1 Les BEM constituent le réseau monétaire que nous qualifions de bien public majeur dans l’introduction au présent texte. A l’intérieur de ce réseau, les banques sont en concurrence pour assurer un service public de base : celui de la bonne exécution des échanges de biens et de services initiés par tous les agents économiques. Le marché monétaire classique assure les échanges interbancaires, et la banque centrale y intervient en qualité de régulatrice générale du réseau. Véritables délégataires d’une mission de service public dépourvue de tout risque financier, le cout de fonctionnement du réseau des BEM est assuré sur la base d’un contrat, démocratiquement contrôlé, entre l’Etat ou la banque centrale et les BEM. Le nomadisme des dirigeants entre sphère publique et sphère des BEM est juridiquement interdit. Les BEM ne rémunèrent pas les dépôts et ne se livrent à aucune opération de crédit. Les BEM ne participent pas aux procédures d’enchères portant sur l’acquisition de monnaie vendue par le couple Banque centrale/ Trésor. Elles reçoivent par contre gratuitement, la quantité de monnaie supplémentaire prévue par les nécessités de la croissance économique ( motif de circulation du PIB).

2 Les banques de crédits reçoivent l’épargne des agents privés, et assurent la transformation de cette dernière en prêts classiques : simple découvert, crédit à la consommation, à l’équipement, crédit hypothécaire, etc. La titrisation des créances est juridiquement interdite. Le roulement de l’épargne de court terme en prêts à plus long terme, s’effectue selon des règles de prudence et de transparence, établies par les régulateurs situés sous l’autorité de l’Etat ou de la banque centrale.

 Il est mis fin à « l’indépendance » des régulateurs par rapport à l’Etat ou la banque centrale. Le nomadisme des dirigeants entre banques de crédit et régulateurs est juridiquement interdit.

Les banques de crédit ont accès à la production de monnaie , et la banque centrale abonde le compte de chacune d’entre elle en fonction du résultat de la procédure d’enchères menée par le Trésor. L’agence de commercialisation de la dette –  « Agence France Trésor » pour ce qui concerne la France - est démantelée, puis reconvertie en « agence publique de vente de monnaie au système bancaire ».
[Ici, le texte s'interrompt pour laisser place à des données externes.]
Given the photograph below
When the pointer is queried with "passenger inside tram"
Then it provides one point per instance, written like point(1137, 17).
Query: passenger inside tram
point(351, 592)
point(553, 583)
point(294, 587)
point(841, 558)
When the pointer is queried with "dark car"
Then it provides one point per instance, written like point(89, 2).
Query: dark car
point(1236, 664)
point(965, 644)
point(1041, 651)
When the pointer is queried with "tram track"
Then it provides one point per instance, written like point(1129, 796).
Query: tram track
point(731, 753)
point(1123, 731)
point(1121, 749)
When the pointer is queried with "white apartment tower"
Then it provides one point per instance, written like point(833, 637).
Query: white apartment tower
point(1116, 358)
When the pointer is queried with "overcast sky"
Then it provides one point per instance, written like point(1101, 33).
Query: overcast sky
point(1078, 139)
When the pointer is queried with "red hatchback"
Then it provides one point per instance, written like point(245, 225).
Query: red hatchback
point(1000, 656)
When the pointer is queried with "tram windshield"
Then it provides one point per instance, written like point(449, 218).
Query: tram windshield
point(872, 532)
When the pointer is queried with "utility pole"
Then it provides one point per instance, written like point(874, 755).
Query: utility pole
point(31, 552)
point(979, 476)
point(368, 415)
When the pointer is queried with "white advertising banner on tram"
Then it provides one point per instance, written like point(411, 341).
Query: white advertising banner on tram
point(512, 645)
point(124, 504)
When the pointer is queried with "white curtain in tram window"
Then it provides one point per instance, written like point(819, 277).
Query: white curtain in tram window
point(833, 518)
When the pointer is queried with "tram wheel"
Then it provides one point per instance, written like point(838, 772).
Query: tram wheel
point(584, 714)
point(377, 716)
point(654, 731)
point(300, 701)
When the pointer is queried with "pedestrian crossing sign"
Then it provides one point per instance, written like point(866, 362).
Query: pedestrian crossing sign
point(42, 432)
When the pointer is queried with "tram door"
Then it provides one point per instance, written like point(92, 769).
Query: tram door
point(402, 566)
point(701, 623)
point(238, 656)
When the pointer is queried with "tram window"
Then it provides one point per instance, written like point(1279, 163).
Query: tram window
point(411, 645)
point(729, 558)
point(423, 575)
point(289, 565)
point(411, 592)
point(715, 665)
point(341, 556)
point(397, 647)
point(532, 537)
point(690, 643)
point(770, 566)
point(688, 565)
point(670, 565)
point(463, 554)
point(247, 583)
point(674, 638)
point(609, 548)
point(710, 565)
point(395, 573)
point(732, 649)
 Les banques de crédit doivent apporter à tout moment la preuve qu’aucune création monétaire ne s’établit dans le cadre de leurs activités. La rémunération des banques s’effectue au travers de la différence entre intérêts payés et intérêts reçus. Le total du bilan d’une banque de crédit ne peut dépasser le dixième du PIB du pays d’accueil.

3  Les banques d’affaires sont spécialisées dans tous les services non assurés par les deux premières catégories de banques : opérations de haut de bilan, corporate finance, émission de titres, introduction en bourse, augmentation de capital, financement syndiqué. Mais aussi tous les services de spéculation et de couvertures sur taux de change et taux d’intérêt, marché des commodities, produits dérivés etc. Mais également produits d’épargne et assurantiels au profit des ménages : fonds d’épargne, épargne retraite, assurance vie, etc.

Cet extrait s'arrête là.